ZhongZhi Capital
- Company type: Subsidiary
- Industry: Investment management
- Founded: 2011; 15 years ago
- Headquarters: Beijing, China
- Area served: China
- Owners: Zhonghai Shengrong (Beijing) Capital Management Limited Company (95%), Beijing Zhonghai Jurong Investment Management Limited Company (5%)
- Parent: Zhongzhi Enterprise Group
- Website: www.zzcapital.com

= Zhongzhi Capital =

Chinese asset management company

Zhongzhi Capital (abbreviated as ZZ Capital) is a Chinese asset management company which is headquartered in Beijing. The company was founded in 2011 with registered capital of RMB 1bn. It is registered with the Asset Management Association of China and is a subsidiary of Zhongzhi Enterprise Group.

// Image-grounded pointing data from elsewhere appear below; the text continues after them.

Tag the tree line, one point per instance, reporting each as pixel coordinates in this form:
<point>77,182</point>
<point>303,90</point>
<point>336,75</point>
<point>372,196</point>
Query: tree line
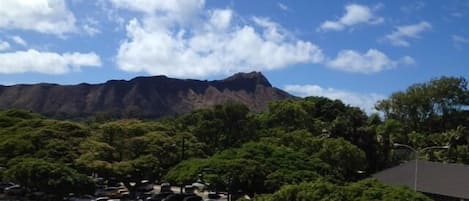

The company focuses on investments in companies in the media and entertainment, internet and related services, manufacturing, healthcare, financial services, information technology and logistics sectors.

==History==
The company was founded in 2011.

By 2016, ZZ Capital owned a Hong Kong listed platform - ZZ Capital International. ZZ Capital International was listed in Hong Kong Stock Exchange, and licenses for futures trading and asset management. On September 7, 2016, ZZ Capital International had officially changed its name from "Asian Capital" to "ZZ Capital International", with its Hong Kong Stock Exchange stock code (08295) unchanged. ZZ Capital will start its own asset management business, and assist ZZ Capital International to establish a sustainable business ecosystem. ZZ Capital ended with a total comprehensive loss of HK$27.54 million in the Third Quarter Fiscal year 2016.

In May 2016, Michael Cho joined as an executive director and CEO of ZZ Capital International. Cho would be paid a basic salary of US$1.8 million per year along with other benefits including a housing allowance of HK$130,000 ($16,755) a month, as well as participation in bonus and stock incentive schemes.

By 2015, according to China Venture Capital & Private Equity Annual Ranking 2015, it is the 18th largest domestic private equity firm.

In 2016, Zhongzhi Capital was investigated by the China Securities Regulatory Commission (CSRC) and was found guilty of multiple offences, and violations that included:

- No risk assessment was performed on Zhongzhi's private funds that were established after 21 August 2014, specifically; they do not meet the "Interim Measures for supervision and management of private investment funds" provisions of Article XVII;
- Zhongzhi's legal representative Duan Di, senior management personnel Zhang Yun and Qiu Xiaoyun, have not received the qualifications necessary to manage funds, specifically, their practice qualification did not meet the "Securities Investment Fund Law" provisions of Article IX. According to the public announcement it indicates that Zhongzhi Capital's legal representative Duan Di, have received the qualifications necessary to manage funds, but Qiu Xiaoyun no longer serves as senior management personnel. senior management personnel Zhang Yun

In April 2017, Mr. Chen Jianfeng Peter an executive director and Chief Financial Officer of ZZ Capital International was appointed as alternate director to Ms. Duan Di, the chairman and an executive director of ZZ Capital International.

In May 2019, Hong Kong's Securities and Futures Commission (SFC) completed an investigation into the shareholding of ZZ Capital International. It found that only 20 shareholders held 91.53 per cent of shares, and issued a warning to potential investors to exercise "extreme caution" due to the high concentration of shareholding. Another such warning was issued by SFC in December 2019, stating that 20 shareholders held 91.22 per cent of shares at that time.

In August 2023, the National Financial Regulatory Administration, China's banking regulator, set up a task force to examine risks at Zhongzhi following missed payments by the firm.

==Ownership==
Zhongzhi Capital is owned by Zhonghai Shengrong (Beijing) Capital Management Limited Company and as Beijing Zhonghai Jurong Investment Management Limited Company as to 95% and 5% respectively.

The ultimate parent company of Zhong Hai Sheng Rong is Zhonghai Sheng Feng (Beijing) Capital Management Limited Company. The ultimate beneficiary of Zhonghai Shengrong (Beijing) Capital Management Limited Company is Xie Zhikun, founder of Zhongzhi Enterprise Group.

==Major Investments==
- ZZ Capital is a strategic shareholder of ZhongNan (002445 A-Share listed), transforming it from an industrial product manufacturer to a large media & entertainment platform company. The market capitalization of ZhongNan before acquisition was RMB2.4bn.
- In December 2014, Sanju (300072 A-Share listed) announced its private placement plan. ZZ Capital invested RMB400m and became the 5th largest shareholder, with 2.91% shareholding in the company. The market capitalization of Sanju was RMB17.9bn before the announcement of ZZ Capital's investment.
- In September 2015, Zhongzhi Capital and China Profit Investments Limited sold Huazhong Financing and Leasing Co Ltd to Jiangsu Fasten Co Ltd (a related subsidiary and subsequently a related party transaction of ZZ Capital) for US$332 million.